Scene of one of the Sri Lanka Easter bombings. Photo: AFP / Ishara S Kodikara

Sri Lanka has for the first time named a military officer to head the country’s main intelligence agency, which got much of the blame for the failure to prevent Islamist extremist bombings in April that killed 259 people.

The head of the State Intelligence Service (SIS) was replaced by Brigadier Suresh Sallay, a former head of military intelligence, official sources said Monday.

It is the first time that a military officer has filled the position, and the appointment comes three weeks after Gotabaya Rajapaksa was elected president promising better security.

Rajapaksa effectively ran the security forces when the military crushed Tamil separatist militants in 2009 to end Sri Lanka’s bloody civil war. At the time his brother Mahinda Rajapaksa was president.

A local jihad group was blamed for the coordinated Easter Sunday attacks against three luxury hotels and three churches on April 21.

A committee of parliament which investigated lapses leading to the devastating bombings found in October that much of the responsibility lay with the then president Maithripala Sirisena and with the head of the SIS, Senior Deputy Inspector General Nilantha Jayawardena.

Jayawardena, the one who has lost his job with Sallay’s appointment, had been warned on April 4 by a foreign intelligence agency – identified previously by officials as from India – of a possible attack.

The parliamentary report accused Sirisena of “actively undermining” national security and of failing to prevent the bombings.

A cross-party committee which probed alleged intelligence lapses related to the suicide bombings said Sirisena had not given proper guidance or support to the country’s security establishment and police.

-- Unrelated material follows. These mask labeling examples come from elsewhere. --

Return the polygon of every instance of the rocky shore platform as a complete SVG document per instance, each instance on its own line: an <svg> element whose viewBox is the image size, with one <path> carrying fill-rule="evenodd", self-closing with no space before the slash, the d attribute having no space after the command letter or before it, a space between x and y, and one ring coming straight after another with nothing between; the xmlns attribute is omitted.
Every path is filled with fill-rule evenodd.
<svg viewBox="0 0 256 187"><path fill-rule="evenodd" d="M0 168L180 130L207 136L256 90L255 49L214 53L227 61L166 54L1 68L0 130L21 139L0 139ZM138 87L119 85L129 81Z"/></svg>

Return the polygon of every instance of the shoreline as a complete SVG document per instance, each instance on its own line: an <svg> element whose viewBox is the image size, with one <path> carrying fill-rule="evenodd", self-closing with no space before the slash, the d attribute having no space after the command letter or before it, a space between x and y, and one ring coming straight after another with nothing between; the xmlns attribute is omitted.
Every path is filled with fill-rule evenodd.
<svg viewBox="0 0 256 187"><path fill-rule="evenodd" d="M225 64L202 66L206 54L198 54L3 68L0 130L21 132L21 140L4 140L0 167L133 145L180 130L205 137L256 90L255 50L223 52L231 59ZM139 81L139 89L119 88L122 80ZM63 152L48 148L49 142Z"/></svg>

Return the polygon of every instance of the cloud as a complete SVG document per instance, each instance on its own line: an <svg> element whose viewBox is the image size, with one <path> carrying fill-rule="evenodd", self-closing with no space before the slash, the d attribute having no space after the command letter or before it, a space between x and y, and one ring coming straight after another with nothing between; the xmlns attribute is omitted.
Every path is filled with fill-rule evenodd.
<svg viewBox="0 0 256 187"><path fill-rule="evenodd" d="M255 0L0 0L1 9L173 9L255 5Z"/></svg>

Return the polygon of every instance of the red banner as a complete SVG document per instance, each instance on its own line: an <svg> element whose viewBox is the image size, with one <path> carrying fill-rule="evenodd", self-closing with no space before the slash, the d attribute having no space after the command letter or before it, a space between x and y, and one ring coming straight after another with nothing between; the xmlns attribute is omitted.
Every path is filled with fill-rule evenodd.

It also found fault with Prime Minister Ranil Wickremesinghe and deputy defense minister Ruwan Wijewardene, who it said had “failed in their duties.”

Sirisena and Wickremesinghe at the time of the attacks were on the outs politically, not communicating, with what proved to be fatal consequences.

The parliamentary inquiry said Sirisena – who was also the minister of defense – had excluded the police chief from crucial national security council meetings.

“This failure by the SIS has resulted in hundreds of deaths, many more injured and immeasurable devastation to Sri Lanka and Sri Lankans, and that must not be treated lightly,” the October parliamentary report said.

The then president  Sirisena blamed police chief Pujith Jayasundara and ministry of defense secretary Hemasiri Fernando for lapses, and initiated criminal prosecutions against them.

The October parliamentary probe acknowledged that the then police chief and the defense ministry secretary shouldered some of the blame, but added that the “greatest responsibility” lay with the SIS chief Jayawardena.

There are two other ongoing investigations into the attacks – an independent panel headed by an Appeal Court judge and a probe set up by the police.